Though millions of Pounds of funding have been allocated to finding the lost paths, progress has been slow and time is running out. Knight says that the Countryside and Rights of Way Act has set a 2026 deadline for the task, after which the old rights of way will be “extinguished”.
This is something that the current Conservative Government ought to sort out – either extending or getting rid of the deadline.
For a start there’s something deeply unconservative about extinguishing ancient rights. Expunging old laws from the statute book is a symptom of the neurotic rationality of the modern age – a compulsion that true conservatives must resist with every fibre of their beings.
Secondly, it’s a small but significant opportunity to detoxify the ‘Tory brand’. Conservatives should think twice before agreeing to the shortsighted demands of the landowner lobby.
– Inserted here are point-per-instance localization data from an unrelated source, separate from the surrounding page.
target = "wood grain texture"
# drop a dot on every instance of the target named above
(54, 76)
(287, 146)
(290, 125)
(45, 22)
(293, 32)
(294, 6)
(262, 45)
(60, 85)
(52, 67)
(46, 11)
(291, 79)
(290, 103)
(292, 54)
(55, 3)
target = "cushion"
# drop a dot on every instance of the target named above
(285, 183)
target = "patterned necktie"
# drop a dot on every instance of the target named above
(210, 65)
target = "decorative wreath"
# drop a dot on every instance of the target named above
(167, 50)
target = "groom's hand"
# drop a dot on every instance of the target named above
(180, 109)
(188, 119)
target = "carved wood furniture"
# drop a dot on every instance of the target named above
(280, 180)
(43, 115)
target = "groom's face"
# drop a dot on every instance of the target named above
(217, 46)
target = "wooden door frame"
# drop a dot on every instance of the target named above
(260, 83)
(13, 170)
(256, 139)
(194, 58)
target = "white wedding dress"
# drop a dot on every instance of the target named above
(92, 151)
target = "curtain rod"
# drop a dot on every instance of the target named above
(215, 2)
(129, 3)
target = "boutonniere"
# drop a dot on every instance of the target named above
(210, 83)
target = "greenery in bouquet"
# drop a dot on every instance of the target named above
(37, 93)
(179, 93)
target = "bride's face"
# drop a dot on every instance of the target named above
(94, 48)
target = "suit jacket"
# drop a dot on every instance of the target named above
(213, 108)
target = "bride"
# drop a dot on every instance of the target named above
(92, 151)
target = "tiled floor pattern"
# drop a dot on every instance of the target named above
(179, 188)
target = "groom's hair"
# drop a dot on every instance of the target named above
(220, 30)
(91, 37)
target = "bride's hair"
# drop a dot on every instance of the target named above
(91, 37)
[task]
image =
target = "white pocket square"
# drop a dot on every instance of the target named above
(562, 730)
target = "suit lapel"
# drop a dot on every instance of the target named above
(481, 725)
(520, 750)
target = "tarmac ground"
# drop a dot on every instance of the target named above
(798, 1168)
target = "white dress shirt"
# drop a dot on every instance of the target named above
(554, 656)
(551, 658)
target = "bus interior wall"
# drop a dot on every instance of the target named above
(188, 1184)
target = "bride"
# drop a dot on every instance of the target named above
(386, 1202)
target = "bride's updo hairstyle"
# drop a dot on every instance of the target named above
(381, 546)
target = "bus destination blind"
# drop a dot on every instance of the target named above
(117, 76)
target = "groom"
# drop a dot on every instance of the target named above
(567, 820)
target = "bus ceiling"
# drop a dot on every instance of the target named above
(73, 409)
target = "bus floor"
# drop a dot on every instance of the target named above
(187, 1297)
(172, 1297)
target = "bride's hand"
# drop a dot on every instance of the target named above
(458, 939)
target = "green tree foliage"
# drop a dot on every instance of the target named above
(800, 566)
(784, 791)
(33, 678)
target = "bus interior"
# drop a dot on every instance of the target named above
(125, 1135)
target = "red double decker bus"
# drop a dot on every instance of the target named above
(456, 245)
The image of the man on a horse, lording it over the people in their own country provokes a deep atavistic reaction even to this day. The more the Conservative Party can do to side with the people, the better it will be for them.
Thirdly, if we do ever manage to leave the European Union, then the system of agricultural subsidies will have to be completely re-thought. State support for farming ought to be firmly tied to farming’s support for the biodiversity and accessibility of the countryside. In which case, it might be highly advantageous for farmers to rediscover lost paths on their land.
Indeed, we could see ancient rights of way, that no one previously suspected, miraculously unearthed all over the country. But then that’s the great thing about much-loved, age-old traditions – if they don’t exist, they can always be invented.